其中,permulations类是python中一个枚举所有permulations的类:

如我们在做语音分离时,分离2路语音时,输出的两路可能对应的是分别是(第1个讲话人,第2个讲话人)或(第2个讲话人,第1个讲话人)。

同理,分离3路语音时,可能就存在6种permutations的组合。

将这个问题泛化即为,输入m路语音,输出n路语音 (n<=m), 那么可用class permutations来做: perms = permutations(range(m), n)

在上述uPIT-SiSNR中的具体用法为:

for p in permutations(range(loss_mat.shape[0])):
     c_loss = loss_mat[range(loss_mat.shape[0]), p].mean()
     # return loss_mat[range(loss_mat.shape[0]), p][0], p
     #########################################################
     ### IMPORTANT ###########################################
     if loss is None or loss > c_loss:
         loss = c_loss
         assigned_perm = p
     #########################################################
 return loss, assigned_perm
class permutations(object):
    """
    permutations(iterable[, r]) --> permutations object
    
    Return successive r-length permutations of elements in the iterable.
    
    permutations(range(3), 2) --> (0,1), (0,2), (1,0), (1,2), (2,0), (2,1)
    """
    def __getattribute__(self, *args, **kwargs): # real signature unknown
        """ Return getattr(self, name). """
        pass

    def __init__(self, iterable, r=None): # real signature unknown; restored from __doc__
        pass

    def __iter__(self, *args, **kwargs): # real signature unknown
        """ Implement iter(self). """
        pass

    @staticmethod # known case of __new__
    def __new__(*args, **kwargs): # real signature unknown
        """ Create and return a new object.  See help(type) for accurate signature. """
        pass

    def __next__(self, *args, **kwargs): # real signature unknown
        """ Implement next(self). """
        pass

    def __reduce__(self, *args, **kwargs): # real signature unknown
        """ Return state information for pickling. """
        pass

    def __setstate__(self, *args, **kwargs): # real signature unknown
        """ Set state information for unpickling. """
        pass

    def __sizeof__(self, *args, **kwargs): # real signature unknown
        """ Returns size in memory, in bytes. """
        pass

这里的base_function可为指定的loss function,比如我们这里的SiSNR。具体实现方式如下。

uPIT-SiSNR

Pytorch实现代码

def get_si_snr_with_pitwrapper(source, estimate_source):
    """This function wraps si_snr calculation with the speechbrain pit-wrapper.

    Arguments:
    ---------
    source: [B, T, C],
        Where B is the batch size, T is the length of the sources, C is
        the number of sources the ordering is made so that this loss is
        compatible with the class PitWrapper.
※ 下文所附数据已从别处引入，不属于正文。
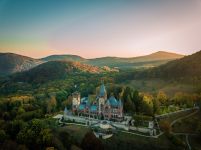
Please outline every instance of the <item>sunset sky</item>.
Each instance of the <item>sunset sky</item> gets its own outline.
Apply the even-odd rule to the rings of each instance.
[[[201,50],[201,0],[0,0],[0,52],[34,58]]]

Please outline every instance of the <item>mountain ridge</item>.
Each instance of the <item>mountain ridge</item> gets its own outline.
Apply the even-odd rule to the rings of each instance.
[[[136,69],[155,67],[182,57],[183,55],[165,51],[131,58],[107,56],[93,59],[86,59],[78,55],[50,55],[41,59],[34,59],[15,53],[0,53],[0,76],[26,71],[48,61],[75,61],[98,67]]]

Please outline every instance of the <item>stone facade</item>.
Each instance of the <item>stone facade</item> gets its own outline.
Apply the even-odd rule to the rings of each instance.
[[[102,83],[96,98],[89,102],[88,97],[80,98],[80,93],[72,94],[72,112],[79,116],[88,116],[92,118],[122,121],[123,103],[114,96],[107,98],[107,91]]]

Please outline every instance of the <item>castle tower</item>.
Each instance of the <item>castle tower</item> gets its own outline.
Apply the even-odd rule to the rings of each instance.
[[[65,109],[64,109],[64,120],[67,120],[67,115],[68,115],[68,110],[65,107]]]
[[[72,110],[75,110],[80,105],[80,93],[74,92],[72,94]]]
[[[102,110],[104,109],[104,105],[105,105],[106,100],[107,100],[107,91],[105,89],[104,83],[102,82],[102,84],[100,86],[99,95],[98,95],[99,113],[101,113]]]

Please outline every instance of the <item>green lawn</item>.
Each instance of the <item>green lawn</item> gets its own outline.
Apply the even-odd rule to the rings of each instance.
[[[172,130],[174,132],[198,133],[199,122],[201,122],[201,111],[189,118],[178,121],[174,124]]]
[[[65,130],[71,136],[81,143],[84,135],[90,131],[87,127],[69,125],[58,128],[58,130]],[[178,150],[178,146],[173,144],[172,141],[166,136],[162,135],[160,138],[146,138],[137,135],[131,135],[127,133],[118,132],[111,138],[101,140],[106,150],[152,150],[152,149],[175,149]]]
    estimate_source: [B, T, C]
        The estimated source.

    Example:
    ---------
    >>> x = torch.arange(600).reshape(3, 100, 2)
    >>> xhat = x[:, :, (1, 0)]
    >>> si_snr = -get_si_snr_with_pitwrapper(x, xhat)
    >>> print(si_snr)
    tensor([135.2284, 135.2284, 135.2284])
    """

    pit_si_snr = PitWrapper(cal_si_snr)
    loss, perms = pit_si_snr(source, estimate_source)

    return loss

Tensorflow实现代码

在此实现上述的uPIT-SiSNR的tensorflow版本(v2.40)

注:我们基于keras的Loss基类函数进行继承。其中部分注释为原pytorch版本的代码。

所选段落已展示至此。